Digital electronics defeat Digital audio equipment that features analogue audio electronics in the device such as A/DC or or hybrid digital/analogue devices such as modern home theatre amplifiers often offer a defeat function for parts of the digital processing and the display electronics.
The reason for this is that these parts in particular high frequency CPU’s, DSP ‘s and displays modulate signal passing through the analogue electronics via electric or radio interference, this affects low level signal gainstages in particular but can affect other analogue stages as well. The defeat feature is most useful in low end devices since they are invariably only externally shielded for cost reasons, high end equipment usually shields the most sensitive analogue portions of the signal path from internal as well as external interference and the top end devices usually have a completely separate analogue section internally with its own power supply that is mechanically and electronically separate from the digital section. But as with most things this sort of feature annoyingly enough mostly shows up on high end gear. The defeat feature is usually intelligent, so that for instance if you choose to defeat the display it is only off during play and operational in between.
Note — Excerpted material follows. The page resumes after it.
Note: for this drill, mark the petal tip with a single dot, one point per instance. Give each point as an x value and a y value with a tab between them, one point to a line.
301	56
Digital Synthesiser A type of electronic musical instrument that creates sounds out of component structures and has the signal path totally digital, the instrument can be constructed out of analogue or digital electronics, although it is usually a wholly digital or a hybrid of both technologies, the opposite term is analogue synthesiser.
DIN = Deutsches Institut für Normung In General : The German industrial standards body, more influential than the size of Germany might suggest and often has developed standards were no others really exist or were existing informal or international standards are not exact enough, many of those have since become ISO standards and others have become de-facto even though they have been rejected or ignored by international or national bodies. Note, this is an industry association and not owned or operated by the government like many think. In connectors : A round multipin connectors, the most often seen variant in audioland is the 5 pin one, superior as an interconnect to the more commonly used Cinch/RCA variant since it carries earth in addition to the signal. Homepage:http://www.din.de
DIY = Do It Yourself The manufacture or modification of equipment done by the end user rather than a specialist or a concern, typically done using soldering irons and power tools by the sort of people that you would not give a matchbox to except under duress.
Disk Megabyte Any multiple of bytes done by someone that does not understand the difference between binary and Decimal, usually the marketing department of any given company or a Wikipedia editor. The bytes are multiplied in 1000's rather than 1024's so a Megabyte becomes 1000000 rather than 1048576 bits, and so on and so forth. In some highly competitive markets this has become the norm since a device with 8,6 GB's does look better from a marketing standpoint than plain 8 GB, hard drive manufacturers being the most notable offenders.
Dither A technique were noise is injected into an signal to enhance it, mostly useful in intermediate stages of a DAC were it is used to mildly modulate the otherwise squareish signals, but can be used in anywhere in a signal path. In PCM based systems the dithering threshold lies above 24 bits, ergo, all currently available PCM based digital audio equipment theoretically or practically improves with the injection of noise. Note that dither should only be applied once per signal path.